Philip Roth: “In some ways he never left Newark. It was home to his imagination.”

From a story, Philip Roth’s $2 million library gift,  in the Wall Street Journal:

Philip Roth, the Pulitzer Prize-winning novelist, quietly arranged to give at least $2 million of his estimated $10 million estate to the Newark, N.J., public library before his death last year.

Friends say he intended his bequest to aid not just the library but the struggling city, where he grew up and which featured prominently in his writing. Before he died, the Newark Public Library announced that Mr. Roth had decided to give it his personal book collection. . . .

The author had great affection for his hometown but was also keenly aware of its challenges: He chronicled the city’s 1967 riots in the Pulitzer Prize-winning “American Pastoral,” and “felt that Newark was a place that had suffered a great, historical fall,” said Blake Bailey, who is writing an authorized biography of Mr. Roth. With his bequests to the Newark Public Library, “Philip wanted to do his part to bring Newark back. This was the single most significant gesture he could make.” . . .

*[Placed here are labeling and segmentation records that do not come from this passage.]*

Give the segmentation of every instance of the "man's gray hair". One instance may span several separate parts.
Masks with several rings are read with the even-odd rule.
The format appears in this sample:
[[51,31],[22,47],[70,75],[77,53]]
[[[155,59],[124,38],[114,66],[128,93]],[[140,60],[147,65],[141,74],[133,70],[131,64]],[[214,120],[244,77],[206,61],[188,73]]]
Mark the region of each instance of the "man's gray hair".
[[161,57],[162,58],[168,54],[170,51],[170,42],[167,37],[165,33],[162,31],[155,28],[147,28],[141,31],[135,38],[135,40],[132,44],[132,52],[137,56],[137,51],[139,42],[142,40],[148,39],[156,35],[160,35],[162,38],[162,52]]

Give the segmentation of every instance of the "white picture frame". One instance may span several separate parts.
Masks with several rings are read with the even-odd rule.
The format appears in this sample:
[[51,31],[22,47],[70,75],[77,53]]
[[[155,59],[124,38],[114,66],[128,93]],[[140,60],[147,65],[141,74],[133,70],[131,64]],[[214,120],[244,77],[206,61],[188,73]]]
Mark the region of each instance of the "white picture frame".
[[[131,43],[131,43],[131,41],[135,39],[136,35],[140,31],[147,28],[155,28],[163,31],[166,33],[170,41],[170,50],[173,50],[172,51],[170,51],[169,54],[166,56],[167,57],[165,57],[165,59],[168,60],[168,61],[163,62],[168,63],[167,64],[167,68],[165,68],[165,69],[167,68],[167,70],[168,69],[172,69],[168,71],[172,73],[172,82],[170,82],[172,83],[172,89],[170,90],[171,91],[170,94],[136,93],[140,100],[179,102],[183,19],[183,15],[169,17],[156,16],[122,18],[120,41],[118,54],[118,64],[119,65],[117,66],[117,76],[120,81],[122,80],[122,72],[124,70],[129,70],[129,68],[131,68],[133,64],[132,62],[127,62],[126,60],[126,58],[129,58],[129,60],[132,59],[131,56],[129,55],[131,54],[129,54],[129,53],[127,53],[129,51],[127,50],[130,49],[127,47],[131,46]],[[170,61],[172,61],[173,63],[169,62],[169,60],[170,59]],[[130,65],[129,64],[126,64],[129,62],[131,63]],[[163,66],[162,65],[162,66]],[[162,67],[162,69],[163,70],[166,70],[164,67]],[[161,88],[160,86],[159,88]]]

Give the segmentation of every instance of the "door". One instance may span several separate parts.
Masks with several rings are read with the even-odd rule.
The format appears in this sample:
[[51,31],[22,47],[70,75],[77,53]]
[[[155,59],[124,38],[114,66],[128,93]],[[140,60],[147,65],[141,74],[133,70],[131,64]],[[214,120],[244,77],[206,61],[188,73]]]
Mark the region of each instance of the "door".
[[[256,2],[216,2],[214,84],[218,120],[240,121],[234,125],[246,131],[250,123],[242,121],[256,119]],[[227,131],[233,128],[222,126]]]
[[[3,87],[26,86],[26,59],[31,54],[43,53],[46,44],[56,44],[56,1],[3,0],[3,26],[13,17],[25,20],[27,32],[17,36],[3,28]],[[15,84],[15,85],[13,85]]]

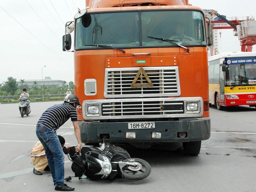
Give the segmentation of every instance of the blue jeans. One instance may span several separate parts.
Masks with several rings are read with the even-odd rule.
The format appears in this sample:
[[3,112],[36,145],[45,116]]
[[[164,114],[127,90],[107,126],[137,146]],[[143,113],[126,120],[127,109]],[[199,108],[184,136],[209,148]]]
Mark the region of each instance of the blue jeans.
[[56,131],[36,126],[36,136],[44,146],[52,180],[56,186],[64,184],[64,154]]

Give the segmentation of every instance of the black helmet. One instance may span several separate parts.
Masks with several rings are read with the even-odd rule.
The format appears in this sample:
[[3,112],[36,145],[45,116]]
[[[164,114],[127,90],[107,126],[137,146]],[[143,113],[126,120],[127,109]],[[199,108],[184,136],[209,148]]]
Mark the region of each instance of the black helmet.
[[78,97],[74,94],[70,94],[65,97],[64,102],[70,103],[80,103]]

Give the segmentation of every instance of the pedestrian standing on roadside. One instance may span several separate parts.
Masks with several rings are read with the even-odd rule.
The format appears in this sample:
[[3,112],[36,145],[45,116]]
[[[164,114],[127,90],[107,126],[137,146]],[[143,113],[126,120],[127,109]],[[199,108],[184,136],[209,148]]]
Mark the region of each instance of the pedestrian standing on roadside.
[[76,108],[80,105],[77,96],[74,94],[65,97],[64,103],[49,108],[43,114],[36,124],[36,136],[44,146],[52,180],[57,191],[75,190],[64,183],[64,155],[56,131],[69,118],[73,124],[78,142],[76,151],[81,149],[80,129]]

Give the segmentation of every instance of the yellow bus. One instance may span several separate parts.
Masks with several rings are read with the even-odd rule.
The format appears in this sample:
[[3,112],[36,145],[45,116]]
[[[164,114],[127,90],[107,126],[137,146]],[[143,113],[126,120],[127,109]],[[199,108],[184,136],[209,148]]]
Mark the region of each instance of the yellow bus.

The grandchild of immigrants who fled the pogroms of Eastern Europe, Mr. Roth in his books painted an idyllic—and sometimes comic—picture of Newark’s Weequahic neighborhood, where he grew up, as a bustling, tightknit enclave of lower-middle-class but upwardly mobile Jews. . . .

“He had left Newark, but in some ways he never left Newark,” said the writer Judith Thurman, a member of Mr. Roth’s literary circle of friends. “It was home to his imagination.”